Des propositions caricaturales : le coût de l’immigration de la fraude sociale
En réalité, cette tribune est à la fois un appel du pied et une main tendue. Comme le démontre ses dernières phrases, hallucinantes : « J’invite tous les économistes et experts de bonne volonté à s’emparer de ces propositions, à les chiffrer et à les compléter. »
Une conclusion comme un appel à l’aide, pour épaissir un programme économique d’inspiration patronale qui à ce stade tient de la caricature. Car pour faire des économies jugées indispensables, la première proposition de Marine Le Pen est de taper sur « le coût de l’immigration pour les finances publiques », explique-t-elle, en citant le « financement de l’accueil, le versement des prestations, la surcharge de la police et de la justice ». Avant de développer son « deuxième chantier » : « la fraude sociale ».

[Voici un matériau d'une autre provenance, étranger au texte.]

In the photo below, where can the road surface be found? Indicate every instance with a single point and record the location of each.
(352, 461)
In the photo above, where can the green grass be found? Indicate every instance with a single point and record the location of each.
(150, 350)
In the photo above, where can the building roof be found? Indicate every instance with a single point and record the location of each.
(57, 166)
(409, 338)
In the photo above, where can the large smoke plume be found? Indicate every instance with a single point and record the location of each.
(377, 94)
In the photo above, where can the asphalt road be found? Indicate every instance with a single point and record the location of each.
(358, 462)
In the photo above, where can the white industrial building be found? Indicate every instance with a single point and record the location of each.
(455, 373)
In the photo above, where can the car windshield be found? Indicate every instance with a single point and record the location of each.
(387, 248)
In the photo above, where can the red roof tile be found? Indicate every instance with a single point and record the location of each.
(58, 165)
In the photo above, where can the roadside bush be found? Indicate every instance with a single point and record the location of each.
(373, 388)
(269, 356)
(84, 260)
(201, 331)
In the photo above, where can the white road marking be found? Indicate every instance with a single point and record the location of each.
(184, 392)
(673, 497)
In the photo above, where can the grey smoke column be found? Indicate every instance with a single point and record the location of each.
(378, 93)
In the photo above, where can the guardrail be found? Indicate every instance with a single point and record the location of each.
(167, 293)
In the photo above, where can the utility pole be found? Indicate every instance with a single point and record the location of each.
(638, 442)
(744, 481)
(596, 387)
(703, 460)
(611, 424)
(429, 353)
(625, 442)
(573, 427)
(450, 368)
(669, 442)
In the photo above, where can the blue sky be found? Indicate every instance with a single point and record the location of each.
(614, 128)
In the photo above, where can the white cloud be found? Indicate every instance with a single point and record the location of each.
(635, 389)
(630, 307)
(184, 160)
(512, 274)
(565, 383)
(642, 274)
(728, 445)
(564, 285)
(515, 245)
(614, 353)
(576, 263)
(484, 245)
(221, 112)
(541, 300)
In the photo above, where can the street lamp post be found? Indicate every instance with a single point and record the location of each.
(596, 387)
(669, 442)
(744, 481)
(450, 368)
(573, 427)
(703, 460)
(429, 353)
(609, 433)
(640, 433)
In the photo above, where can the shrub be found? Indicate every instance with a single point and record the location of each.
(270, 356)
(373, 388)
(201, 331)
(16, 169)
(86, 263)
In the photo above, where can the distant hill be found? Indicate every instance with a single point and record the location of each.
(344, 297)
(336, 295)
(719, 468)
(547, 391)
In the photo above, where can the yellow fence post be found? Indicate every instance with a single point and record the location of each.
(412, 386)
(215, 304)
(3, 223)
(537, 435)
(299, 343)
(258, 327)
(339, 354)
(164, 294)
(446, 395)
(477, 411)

« En définitive, son discours de stratégie nationale se réduit à pas grand chose, décrypte l’économiste atterré. Elle ne propose pas d’augmenter les impôts sur les grandes entreprises et les plus riches, donc rejette la faute sur la fraude sociale et les immigrés qui nous coûteraient un fric fou. Des arguments fantasmatiques. » Pour autant, pourrait-elle apparaître crédible aux yeux des économistes et décideurs français ? Le fait que Les Échos lui accordent cette tribune – la seconde après novembre 2021 -, est déjà un indice, très inquiétant.